Evaluate artificial intelligence (AI; GPT-4) lesion-localization accuracy from clinical presentation.
Modern AI’s Large Language Models such as Generative Pre-trained Transformers (GPTs such as current generation GPT-4) have shown potential for healthcare applications.
History and neurological physical examination (H&P) from 47 published cases were processed by GPT-4 to localize stroke lesions. Prompt was generated by Zero-Shot Chain-of-Thought and Text Classification prompting. GPT-4's outputs on three separate trials for each case were compared to the lesion localization based on imaging. Accuracy, specificity, sensitivity, precision, and F1-score were assessed to show performance on measures of 'single or multiple lesions', ‘side’, and 'brain region'.

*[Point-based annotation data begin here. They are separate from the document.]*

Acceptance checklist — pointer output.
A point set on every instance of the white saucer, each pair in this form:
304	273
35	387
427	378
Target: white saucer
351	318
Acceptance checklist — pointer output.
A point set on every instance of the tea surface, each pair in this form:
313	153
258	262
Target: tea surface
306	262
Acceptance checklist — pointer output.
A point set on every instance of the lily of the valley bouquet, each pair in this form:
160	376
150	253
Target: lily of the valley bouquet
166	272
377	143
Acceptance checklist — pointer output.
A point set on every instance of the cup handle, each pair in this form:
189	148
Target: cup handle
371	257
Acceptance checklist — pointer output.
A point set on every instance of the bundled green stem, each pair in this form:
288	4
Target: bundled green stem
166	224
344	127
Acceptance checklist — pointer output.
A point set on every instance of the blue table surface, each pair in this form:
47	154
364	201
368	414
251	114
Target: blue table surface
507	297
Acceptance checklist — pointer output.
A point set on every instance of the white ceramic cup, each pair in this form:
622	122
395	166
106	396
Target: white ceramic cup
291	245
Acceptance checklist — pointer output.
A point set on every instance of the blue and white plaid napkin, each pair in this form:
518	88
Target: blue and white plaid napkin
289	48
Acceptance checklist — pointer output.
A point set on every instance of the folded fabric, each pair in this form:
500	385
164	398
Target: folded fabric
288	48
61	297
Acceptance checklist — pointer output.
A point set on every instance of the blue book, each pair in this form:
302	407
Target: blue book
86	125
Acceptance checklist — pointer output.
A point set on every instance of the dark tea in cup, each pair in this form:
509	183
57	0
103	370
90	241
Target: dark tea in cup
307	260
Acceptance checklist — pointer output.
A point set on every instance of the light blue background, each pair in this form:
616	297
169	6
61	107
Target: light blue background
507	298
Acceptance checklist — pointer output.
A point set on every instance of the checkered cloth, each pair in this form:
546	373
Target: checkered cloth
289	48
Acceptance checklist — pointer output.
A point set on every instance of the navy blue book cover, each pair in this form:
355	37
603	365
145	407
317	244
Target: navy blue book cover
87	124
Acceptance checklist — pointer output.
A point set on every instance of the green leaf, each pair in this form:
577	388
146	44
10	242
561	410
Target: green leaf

GPT-4 successfully processed raw text from the H&P to generate accurately formatted neuroanatomical localization along with clinical reasoning for individual neurological findings. Performance metrics across accuracy, specificity, sensitivity, precision, and F1-score in 'single or multiple lesions' were all 0.72; measures were 0.82, 0.87, 0.72, 0.73, 0.73 for 'side'; 0.94, 0.96, 0.82, 0.81, 0.82 for 'brain region'. Individual class labels within 'brain region’ for cerebral hemisphere, brainstem, cerebellum, cervical spinal cord, thoracic spinal cord showed 0.90, 0.83, 0.38, 0.74, 0.75 for F1-score respectively. Qualitative analysis of errors demonstrated 'brain region' errors primarily due to confounding symptoms (35%), while 'side' errors largely arose from insufficient case description (45%) and inaccurate anatomical knowledge (18%).
GPT-4 can interpret H&P to localize acute stroke lesions. As a potential clinical tool, it could play a role in diagnosis and localization of movement and other disorders that cannot easily be identified by imaging. Further work will allow us to fine-tune GPT-4 to further improve functionality by using structured input data rather than verbatim case reports.